When we were in Europe it got to be a running joke. Every time we asked if someone spoke English the answer was always some variation of, “A little bit.” Every time!
It made sense. Why set us up to be disappointed? Why not encourage us to talk slowly, to pause more? It couldn’t hurt the flow of communication.
Isn’t that great advice if you supposedly do speak the same language? What married couple hasn’t at least occasionally looked at each other in the middle of a sentence to wonder if they hail from the same planet? You’re so foreign to each other you may as well be foreigners.
When my brother got married, he and my sister-and-law invited everyone at the party to write them a note in a little scrapbook with the best marriage advice we’d ever heard. I still laugh out loud, sometimes, at the memory of my sister’s suggestion: “Keep your expectations low.”
And I thought, “What’s the downside?”
I’m not suggesting you don’t get your hopes up, but there’s a difference between expectation and hope.
Get your hopes up, know exactly what you want, and want it so badly it hurts.
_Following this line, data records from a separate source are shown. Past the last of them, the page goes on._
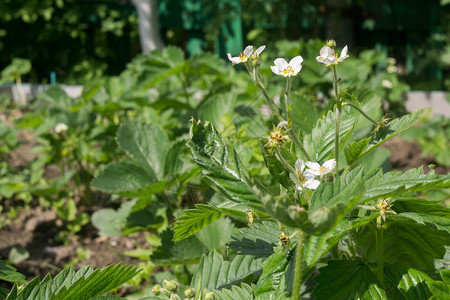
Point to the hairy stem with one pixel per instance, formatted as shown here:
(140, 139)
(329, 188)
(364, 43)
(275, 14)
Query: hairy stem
(298, 265)
(380, 251)
(287, 96)
(338, 119)
(293, 171)
(292, 132)
(361, 112)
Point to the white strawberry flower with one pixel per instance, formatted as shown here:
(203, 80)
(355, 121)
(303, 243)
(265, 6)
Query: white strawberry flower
(329, 58)
(285, 69)
(316, 169)
(302, 178)
(245, 55)
(61, 127)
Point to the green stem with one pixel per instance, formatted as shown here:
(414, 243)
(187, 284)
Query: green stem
(380, 251)
(20, 90)
(298, 265)
(361, 111)
(287, 96)
(338, 119)
(292, 132)
(293, 171)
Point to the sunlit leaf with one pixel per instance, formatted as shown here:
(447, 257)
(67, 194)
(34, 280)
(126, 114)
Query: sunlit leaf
(357, 150)
(214, 272)
(347, 279)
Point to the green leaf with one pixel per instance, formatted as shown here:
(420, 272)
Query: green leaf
(85, 284)
(423, 211)
(122, 176)
(214, 108)
(219, 163)
(148, 144)
(194, 220)
(258, 240)
(409, 282)
(215, 273)
(331, 202)
(9, 273)
(357, 150)
(217, 234)
(274, 269)
(320, 144)
(406, 243)
(243, 292)
(17, 67)
(440, 289)
(276, 168)
(395, 183)
(306, 109)
(342, 279)
(185, 251)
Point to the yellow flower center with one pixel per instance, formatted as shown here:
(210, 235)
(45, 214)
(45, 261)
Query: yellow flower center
(301, 177)
(288, 70)
(243, 57)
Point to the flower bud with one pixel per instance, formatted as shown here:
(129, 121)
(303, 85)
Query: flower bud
(156, 289)
(331, 43)
(255, 60)
(189, 293)
(209, 296)
(174, 297)
(171, 285)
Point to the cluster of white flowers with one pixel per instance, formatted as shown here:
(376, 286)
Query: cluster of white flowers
(246, 54)
(305, 173)
(61, 127)
(327, 57)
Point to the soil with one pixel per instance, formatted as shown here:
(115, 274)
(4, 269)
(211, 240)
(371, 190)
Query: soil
(35, 229)
(406, 155)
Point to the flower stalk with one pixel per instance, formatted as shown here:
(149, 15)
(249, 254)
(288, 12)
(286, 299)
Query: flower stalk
(338, 118)
(291, 130)
(361, 112)
(287, 96)
(298, 265)
(380, 250)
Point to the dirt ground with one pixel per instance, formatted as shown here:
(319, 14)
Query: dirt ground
(35, 229)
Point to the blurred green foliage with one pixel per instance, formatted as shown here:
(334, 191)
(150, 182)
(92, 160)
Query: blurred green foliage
(76, 39)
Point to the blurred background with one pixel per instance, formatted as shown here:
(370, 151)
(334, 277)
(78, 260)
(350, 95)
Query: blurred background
(79, 40)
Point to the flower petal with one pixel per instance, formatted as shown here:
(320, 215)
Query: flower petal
(260, 49)
(276, 70)
(296, 69)
(312, 165)
(234, 60)
(295, 179)
(299, 165)
(344, 54)
(281, 63)
(324, 52)
(296, 61)
(248, 50)
(312, 184)
(330, 164)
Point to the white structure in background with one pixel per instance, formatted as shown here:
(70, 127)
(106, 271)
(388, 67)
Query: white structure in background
(148, 25)
(436, 100)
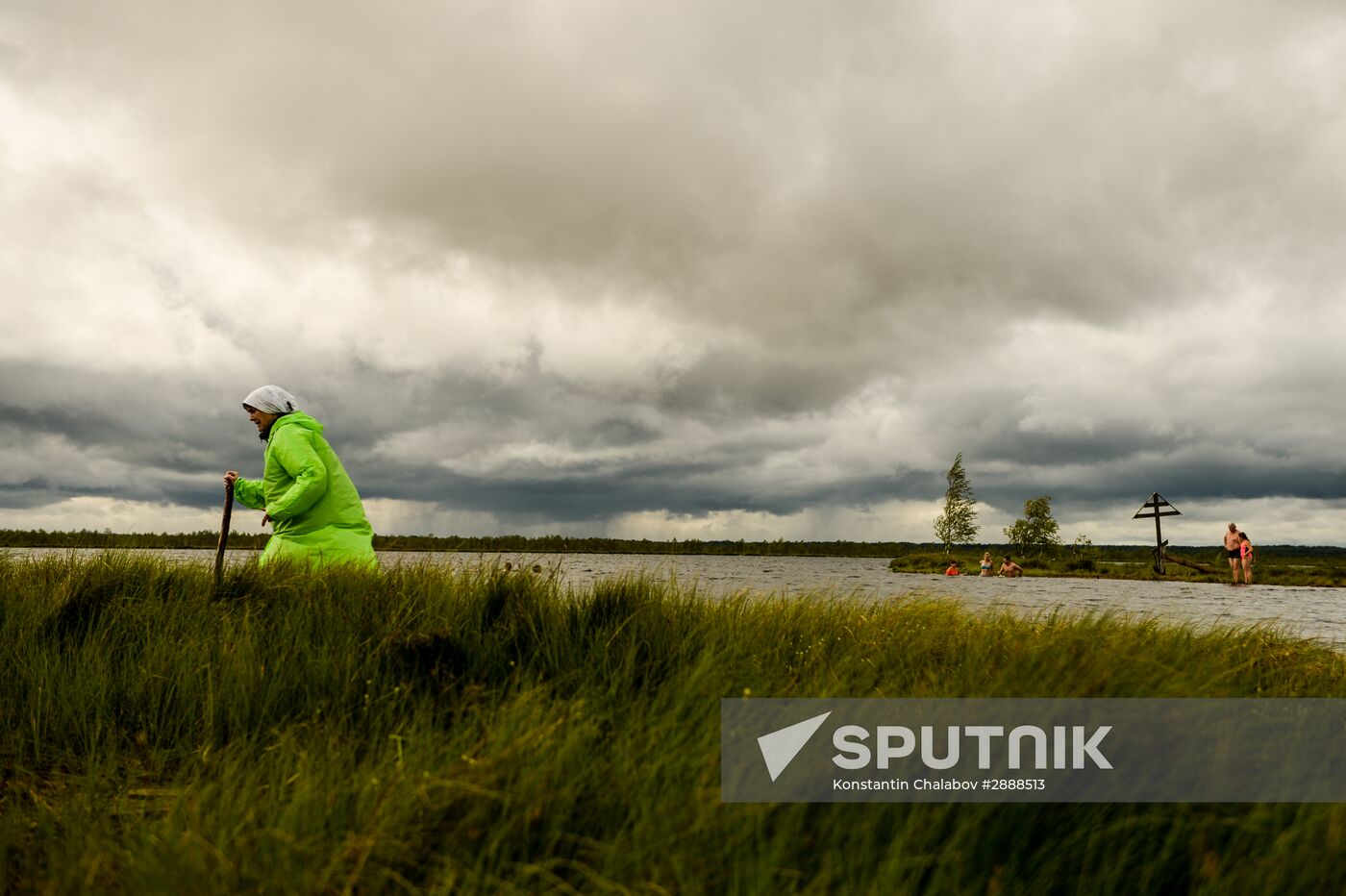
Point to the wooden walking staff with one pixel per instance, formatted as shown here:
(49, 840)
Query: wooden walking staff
(224, 533)
(1155, 508)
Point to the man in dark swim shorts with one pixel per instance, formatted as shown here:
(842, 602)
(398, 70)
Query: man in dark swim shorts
(1234, 551)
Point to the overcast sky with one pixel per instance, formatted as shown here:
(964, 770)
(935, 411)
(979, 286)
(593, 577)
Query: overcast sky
(692, 269)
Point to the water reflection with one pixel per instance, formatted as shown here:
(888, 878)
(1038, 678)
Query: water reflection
(1312, 612)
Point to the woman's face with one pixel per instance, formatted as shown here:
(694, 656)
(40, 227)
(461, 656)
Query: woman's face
(262, 418)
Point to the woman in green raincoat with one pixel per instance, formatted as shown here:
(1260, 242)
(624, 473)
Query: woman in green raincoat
(312, 504)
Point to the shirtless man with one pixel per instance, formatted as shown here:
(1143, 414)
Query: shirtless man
(1234, 551)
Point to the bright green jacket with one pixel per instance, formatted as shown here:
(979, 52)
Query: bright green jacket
(315, 511)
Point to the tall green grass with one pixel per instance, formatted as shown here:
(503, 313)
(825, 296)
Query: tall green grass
(431, 730)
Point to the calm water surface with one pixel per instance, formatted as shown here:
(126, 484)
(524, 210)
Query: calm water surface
(1312, 612)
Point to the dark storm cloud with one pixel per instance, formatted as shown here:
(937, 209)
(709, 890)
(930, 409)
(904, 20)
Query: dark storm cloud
(719, 257)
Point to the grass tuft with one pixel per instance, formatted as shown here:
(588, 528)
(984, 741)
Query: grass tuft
(485, 730)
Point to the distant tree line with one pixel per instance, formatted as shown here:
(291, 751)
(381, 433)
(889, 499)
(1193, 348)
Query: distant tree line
(561, 544)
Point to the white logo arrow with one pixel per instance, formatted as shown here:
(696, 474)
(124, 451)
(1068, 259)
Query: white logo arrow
(781, 747)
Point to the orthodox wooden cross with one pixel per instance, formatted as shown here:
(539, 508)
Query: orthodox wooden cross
(1155, 508)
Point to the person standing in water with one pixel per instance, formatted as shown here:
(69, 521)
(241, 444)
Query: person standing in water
(1245, 556)
(1234, 552)
(312, 506)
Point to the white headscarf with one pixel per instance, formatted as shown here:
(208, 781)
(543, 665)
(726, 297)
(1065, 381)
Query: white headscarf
(273, 400)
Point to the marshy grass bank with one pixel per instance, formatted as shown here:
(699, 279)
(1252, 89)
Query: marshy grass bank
(435, 730)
Just don’t decide in advance how you’ll get it.
People talk about their wildest dreams coming true -- but the key word in that phrase, I think, is wild. You’re not the only one writing your life story. Allow for the possibility someone you haven’t met or some path you can’t see will take that dream, strengthen it in ways you didn’t know it was weak, and blow you away with its magnificence.
Expecting plans to unfold -- or people to behave -- a certain way smacks of something…not good. Entitlement, maybe. Impending disappointment? Almost certainly.
I do it sometimes. Sometimes I get my heart set on not only the “what” but the “how.” I’ve gotten better at catching myself, though.
Then I think back to what was imprinted on stationery from another sister: “Stay loose, Mother Goose, and have a cool day.”